Akhirnya Raja Inggris yang berhati singa itu mengajukan
permintaan damai yang diterima oleh Sultan. Raja itu merasakan bahwa yang
dihadapinya adalah seorang yang berkemauan baja dan tenaga yang tak terbatas
serta menyadari betapa sia-sianya melanjutkan perjuangan terhadap orang yang
demikian itu. Dalam bulan September 1192 Masehi dibuatlah perjanjian
perdamaian. Tentara Salib itu meninggalkan tanah suci dengan ransel dengan
barang-barangnya kembali menuju Eropa.
"Berakhirlah dengan demikian serbuan tentara Salib
itu" tulis Michaud , di mana gabungan pasukan pilihan dari Barat merebut
kemenangan tidak lebih daripada kejatuhan kota
Akkra dan kehancuran kota
Askalon. Dalam pertempuran itu Jerman kehilangan seorang kaisarnya yang besar
beserta kehancuran tentara pilihannya. Lebih dari enam ratus ribu orang pasukan
Salib mendarat di depan kota
Akkra dan yang kembali pulang ke negerinya tidak lebih dari seratus ribu orang.
Dapatlah dipahami mengapa Eropa dengan penuh kesedihan menerima hasil
perjuangan tentara Salib itu, oleh karena yang turut dalam pertempuran terakhir
adalah tentara pilihan. Bunga kesatria Barat yang menjadi kebanggaan Eropa
telah turut dalam pertempuran ini.
Sultan Shalahuddin mengakhiri sisa-sisa hidupnya dengan
kegiatan-kegiatan bagi kesejahteraan masyarakat dengan membangun rumah sakit,
sekolah-sekolah, perguruan-perguruan tinggi serta masjid-masjid di seluruh
daerah yang diperintahnya.
Tetapi sayang, dia tidaklah ditakdirkan untuk lama merasakan
nikmat perdamaian. Beberapa bulan kemudian dia pulang ke rahmatullah pada
tanggal 4 Maret tahun 1193. "Hari itu merupakan hari musibah besar, yang
belum pernah dirasakan oleh dunia Islam dan kaum Muslimin, semenjak mereka
kehilangan Khulafa Ar-Rasyidin" demikian tulis seorang penulis Islam.
Kalangan Istana seluruh daerah kerajaan berikut seluruh umat Islam tenggelam
dalam lautan duka nestapa. Seluruh isi kota
mengikuti usungan jenazahnya ke kuburan dengan penuh kesedihan dan tangisan.
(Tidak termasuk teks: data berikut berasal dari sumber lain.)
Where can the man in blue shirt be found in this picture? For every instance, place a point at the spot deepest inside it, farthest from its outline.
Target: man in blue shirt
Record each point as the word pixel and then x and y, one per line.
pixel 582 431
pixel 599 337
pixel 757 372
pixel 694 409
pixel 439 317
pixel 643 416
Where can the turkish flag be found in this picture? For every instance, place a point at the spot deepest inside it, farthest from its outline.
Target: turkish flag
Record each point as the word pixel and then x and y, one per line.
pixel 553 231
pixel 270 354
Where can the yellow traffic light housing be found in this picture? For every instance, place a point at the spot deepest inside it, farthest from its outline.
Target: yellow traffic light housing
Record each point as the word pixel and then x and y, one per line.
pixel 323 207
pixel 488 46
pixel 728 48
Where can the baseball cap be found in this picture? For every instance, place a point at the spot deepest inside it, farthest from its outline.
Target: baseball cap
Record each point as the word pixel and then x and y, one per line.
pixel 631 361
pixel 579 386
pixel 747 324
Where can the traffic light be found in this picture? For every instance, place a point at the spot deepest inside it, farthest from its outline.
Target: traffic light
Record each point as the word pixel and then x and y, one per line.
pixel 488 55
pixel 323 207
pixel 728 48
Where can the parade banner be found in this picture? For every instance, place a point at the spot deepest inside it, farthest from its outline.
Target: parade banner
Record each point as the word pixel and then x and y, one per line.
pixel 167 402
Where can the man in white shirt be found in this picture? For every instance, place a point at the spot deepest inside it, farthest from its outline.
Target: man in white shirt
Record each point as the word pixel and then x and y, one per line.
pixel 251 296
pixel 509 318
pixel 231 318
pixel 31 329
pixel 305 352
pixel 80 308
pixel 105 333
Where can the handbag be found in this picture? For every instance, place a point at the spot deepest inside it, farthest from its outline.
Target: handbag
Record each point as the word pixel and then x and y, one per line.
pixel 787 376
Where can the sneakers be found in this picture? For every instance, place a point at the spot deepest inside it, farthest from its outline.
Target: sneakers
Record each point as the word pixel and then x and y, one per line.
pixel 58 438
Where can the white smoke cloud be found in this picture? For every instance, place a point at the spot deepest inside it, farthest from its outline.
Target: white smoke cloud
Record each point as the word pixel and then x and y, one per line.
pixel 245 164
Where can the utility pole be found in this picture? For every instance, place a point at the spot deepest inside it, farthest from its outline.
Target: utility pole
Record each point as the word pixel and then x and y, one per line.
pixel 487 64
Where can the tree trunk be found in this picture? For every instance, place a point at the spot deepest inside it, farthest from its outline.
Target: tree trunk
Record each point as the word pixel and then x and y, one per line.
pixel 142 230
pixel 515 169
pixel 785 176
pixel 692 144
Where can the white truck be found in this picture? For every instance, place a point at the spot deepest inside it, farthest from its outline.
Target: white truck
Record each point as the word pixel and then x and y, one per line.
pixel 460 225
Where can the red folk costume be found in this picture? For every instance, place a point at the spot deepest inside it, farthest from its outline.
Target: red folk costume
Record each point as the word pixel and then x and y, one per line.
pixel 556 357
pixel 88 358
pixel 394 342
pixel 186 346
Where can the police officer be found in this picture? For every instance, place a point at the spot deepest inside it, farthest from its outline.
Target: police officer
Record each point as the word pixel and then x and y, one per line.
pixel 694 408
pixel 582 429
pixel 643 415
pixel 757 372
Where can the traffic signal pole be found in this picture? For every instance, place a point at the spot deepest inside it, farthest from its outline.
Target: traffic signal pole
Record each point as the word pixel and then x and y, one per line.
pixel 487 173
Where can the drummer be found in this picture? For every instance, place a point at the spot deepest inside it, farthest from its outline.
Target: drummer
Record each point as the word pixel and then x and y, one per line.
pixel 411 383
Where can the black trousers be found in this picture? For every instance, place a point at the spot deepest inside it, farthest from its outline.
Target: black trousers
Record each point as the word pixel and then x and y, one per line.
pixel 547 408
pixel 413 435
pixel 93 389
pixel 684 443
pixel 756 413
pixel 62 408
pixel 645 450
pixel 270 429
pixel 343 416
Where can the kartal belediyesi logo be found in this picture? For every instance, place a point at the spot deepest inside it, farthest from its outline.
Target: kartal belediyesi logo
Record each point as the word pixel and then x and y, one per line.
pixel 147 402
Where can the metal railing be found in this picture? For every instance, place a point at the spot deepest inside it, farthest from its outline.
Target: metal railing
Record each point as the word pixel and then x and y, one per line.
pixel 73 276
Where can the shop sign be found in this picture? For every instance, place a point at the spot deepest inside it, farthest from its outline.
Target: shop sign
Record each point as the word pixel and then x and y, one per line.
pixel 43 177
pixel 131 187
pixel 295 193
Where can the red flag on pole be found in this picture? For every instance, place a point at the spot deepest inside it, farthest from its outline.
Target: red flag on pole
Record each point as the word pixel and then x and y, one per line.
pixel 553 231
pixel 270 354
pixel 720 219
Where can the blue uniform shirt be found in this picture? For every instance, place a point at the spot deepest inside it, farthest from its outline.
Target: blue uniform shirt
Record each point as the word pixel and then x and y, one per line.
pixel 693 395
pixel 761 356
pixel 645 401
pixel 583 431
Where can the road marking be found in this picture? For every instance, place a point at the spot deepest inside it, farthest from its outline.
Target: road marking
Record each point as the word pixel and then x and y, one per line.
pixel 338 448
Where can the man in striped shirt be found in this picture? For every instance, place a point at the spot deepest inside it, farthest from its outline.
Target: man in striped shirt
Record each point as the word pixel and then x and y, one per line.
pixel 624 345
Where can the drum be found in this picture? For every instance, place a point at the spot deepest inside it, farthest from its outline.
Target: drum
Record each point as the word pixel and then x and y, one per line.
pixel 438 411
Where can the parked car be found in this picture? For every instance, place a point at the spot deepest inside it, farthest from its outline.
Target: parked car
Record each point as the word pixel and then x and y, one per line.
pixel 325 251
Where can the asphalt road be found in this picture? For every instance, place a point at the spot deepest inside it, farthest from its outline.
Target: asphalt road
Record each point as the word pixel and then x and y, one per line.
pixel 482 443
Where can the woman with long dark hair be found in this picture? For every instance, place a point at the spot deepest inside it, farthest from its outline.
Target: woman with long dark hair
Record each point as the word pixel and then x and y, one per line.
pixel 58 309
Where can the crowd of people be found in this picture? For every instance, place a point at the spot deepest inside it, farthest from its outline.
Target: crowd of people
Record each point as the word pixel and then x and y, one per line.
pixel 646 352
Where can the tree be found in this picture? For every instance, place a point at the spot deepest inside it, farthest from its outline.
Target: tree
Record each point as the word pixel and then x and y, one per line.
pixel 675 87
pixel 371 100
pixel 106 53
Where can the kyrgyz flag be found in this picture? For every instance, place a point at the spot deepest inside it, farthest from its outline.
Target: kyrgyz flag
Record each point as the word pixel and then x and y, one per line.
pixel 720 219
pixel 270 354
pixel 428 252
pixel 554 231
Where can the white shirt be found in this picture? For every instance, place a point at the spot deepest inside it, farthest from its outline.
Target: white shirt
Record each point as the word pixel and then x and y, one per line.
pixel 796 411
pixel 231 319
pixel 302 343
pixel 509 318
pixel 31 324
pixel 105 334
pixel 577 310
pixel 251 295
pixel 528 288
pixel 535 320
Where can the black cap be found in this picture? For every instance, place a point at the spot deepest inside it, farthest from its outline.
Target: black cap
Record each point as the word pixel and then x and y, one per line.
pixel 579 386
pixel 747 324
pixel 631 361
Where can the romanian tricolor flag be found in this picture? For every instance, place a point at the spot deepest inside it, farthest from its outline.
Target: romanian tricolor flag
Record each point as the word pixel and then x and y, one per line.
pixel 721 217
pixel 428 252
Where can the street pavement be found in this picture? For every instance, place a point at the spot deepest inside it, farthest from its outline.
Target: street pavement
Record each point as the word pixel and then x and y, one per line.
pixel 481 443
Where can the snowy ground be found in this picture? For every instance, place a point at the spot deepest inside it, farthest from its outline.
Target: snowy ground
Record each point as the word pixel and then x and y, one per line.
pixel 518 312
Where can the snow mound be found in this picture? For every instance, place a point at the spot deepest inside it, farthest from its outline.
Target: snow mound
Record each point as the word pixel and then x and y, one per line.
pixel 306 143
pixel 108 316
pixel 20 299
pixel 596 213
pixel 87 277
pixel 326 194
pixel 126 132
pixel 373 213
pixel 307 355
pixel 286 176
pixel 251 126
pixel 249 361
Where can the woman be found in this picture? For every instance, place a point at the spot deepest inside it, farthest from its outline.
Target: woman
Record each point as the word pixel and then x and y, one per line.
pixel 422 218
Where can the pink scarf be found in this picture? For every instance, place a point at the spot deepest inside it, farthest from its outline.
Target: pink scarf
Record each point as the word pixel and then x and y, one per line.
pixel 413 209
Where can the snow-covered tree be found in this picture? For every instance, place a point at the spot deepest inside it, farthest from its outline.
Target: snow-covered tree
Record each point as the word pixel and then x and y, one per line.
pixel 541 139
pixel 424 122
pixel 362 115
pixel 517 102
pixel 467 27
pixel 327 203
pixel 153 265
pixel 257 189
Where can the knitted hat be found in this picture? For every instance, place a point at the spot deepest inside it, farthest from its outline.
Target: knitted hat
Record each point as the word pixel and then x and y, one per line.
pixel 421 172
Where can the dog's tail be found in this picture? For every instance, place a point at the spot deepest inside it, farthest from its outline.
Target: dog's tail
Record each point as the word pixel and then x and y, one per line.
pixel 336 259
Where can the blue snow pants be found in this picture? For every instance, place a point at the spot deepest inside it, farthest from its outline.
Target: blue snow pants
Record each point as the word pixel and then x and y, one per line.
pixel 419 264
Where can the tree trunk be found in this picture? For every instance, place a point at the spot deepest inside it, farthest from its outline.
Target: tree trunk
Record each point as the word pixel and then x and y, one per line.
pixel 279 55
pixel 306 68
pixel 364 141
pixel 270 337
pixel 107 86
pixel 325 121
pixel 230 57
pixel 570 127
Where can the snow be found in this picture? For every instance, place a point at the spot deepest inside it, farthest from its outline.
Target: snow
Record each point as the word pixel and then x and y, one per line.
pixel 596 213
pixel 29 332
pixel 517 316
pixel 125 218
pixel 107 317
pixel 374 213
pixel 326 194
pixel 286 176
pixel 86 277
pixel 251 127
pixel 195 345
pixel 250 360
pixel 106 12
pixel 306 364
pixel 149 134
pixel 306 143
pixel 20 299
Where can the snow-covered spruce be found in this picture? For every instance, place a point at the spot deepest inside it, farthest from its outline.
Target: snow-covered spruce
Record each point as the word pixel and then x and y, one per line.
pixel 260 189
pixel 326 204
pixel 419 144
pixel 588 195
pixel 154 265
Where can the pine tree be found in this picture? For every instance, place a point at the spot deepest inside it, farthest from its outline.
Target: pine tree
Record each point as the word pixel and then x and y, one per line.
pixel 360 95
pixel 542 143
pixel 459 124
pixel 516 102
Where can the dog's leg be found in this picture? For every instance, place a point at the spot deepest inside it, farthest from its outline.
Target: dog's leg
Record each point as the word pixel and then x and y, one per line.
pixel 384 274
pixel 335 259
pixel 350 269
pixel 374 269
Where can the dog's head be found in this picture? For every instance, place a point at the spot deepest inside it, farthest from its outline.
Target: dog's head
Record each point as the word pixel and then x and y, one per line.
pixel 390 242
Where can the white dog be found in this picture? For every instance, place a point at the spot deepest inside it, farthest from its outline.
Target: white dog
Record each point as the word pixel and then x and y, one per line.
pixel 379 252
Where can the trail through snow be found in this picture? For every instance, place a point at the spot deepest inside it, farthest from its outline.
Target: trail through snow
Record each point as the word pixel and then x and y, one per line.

Demikianlah berakhirnya kehidupan Sultan Shalahuddin,
seorang raja yang sangat dalam perikemanusiaannya dan tak ada tolok bandingannya,
jiwa kepahlawanan yang dimilikinya dalam sejarah kemanusiaan. Dalam pribadinya,
Allah telah melimpahkan hati seorang Muslim yang penuh kasih sayang terhadap
kemanusiaan dicampur dengan sangat harmonis dengan keperkasaan seorang genius
dalam medan pertempuran.
Utusan yang menyampaikan berita kematiannnya itu ke Baghdad membawa serta baju
perangnya, kudanya, uang sebanyak satu dinar dan 36 dirham sebagai milik
pribadinya yang masih ketinggalan. Orang yang hidup satu zaman dengannya, serta
segenap ahli sejarah sama sependapat bahwa Sultan Shalahuddin adalah seorang
yang sangat lemah lembut hatinya, ramah tamah, sabar, seorang sahabat yang baik
dari kaum cendekiawan dan golongan ulama yang diperlakukannya dengan rasa
hormat yang mendalam serta dengan penuh kebajikan. "Di Eropa" tulis
Philip K Hitti, dia telah menyentuh alam khayalan para penyanyi maupun para
penulis novel zaman sekarang, dan masih tetap dinilai sebagai suri teladan kaum
kesatria.
Semoga Allah melapangkan kuburnya.
Pada tanggal 8 Januari 1169 M Sherkoh sampai di Kairo dan
diangkat oleh Khalifah Fathimiyah sebagai Menteri dan Panglima Angkatan Perang
Mesir. Tetapi sayang, Sherkoh tidak ditakdirkan untuk lama menikmati hasil
perjuangannya. Dua bulan setelah pengangkatannya itu, dia berpulang ke
rahmatullah.
Sepeninggal Sherkoh, keponakannya Shalahuddin al-Ayyubi
diangkat jadi Perdana Menteri Mesir. Tak seberapa lama ia telah disenangi oleh
rakyat Mesir karena sifat-sifatnya yang pemurah dan adil bijaksana itu. Pada
saat khalifah berpulang ke rahmatullah, Shalahuddin telah menjadi penguasa yang
sesungguhnya di Mesir.
Di Syria, Nuruddin Mahmud yang termasyhur itu meninggal
dunia pada tahun 1174 Masehi dan digantikan oleh putranya yang berumur 11 tahun
bernama Malikus Saleh. Sultan muda ini diperalat oleh pejabat tinggi yang
mengelilinginya terutama (khususnya) Gumushtagin. Shalahuddin mengirimkan
utusan kepada Malikus Saleh dengan menawarkan jasa baktinya dan ketaatannya.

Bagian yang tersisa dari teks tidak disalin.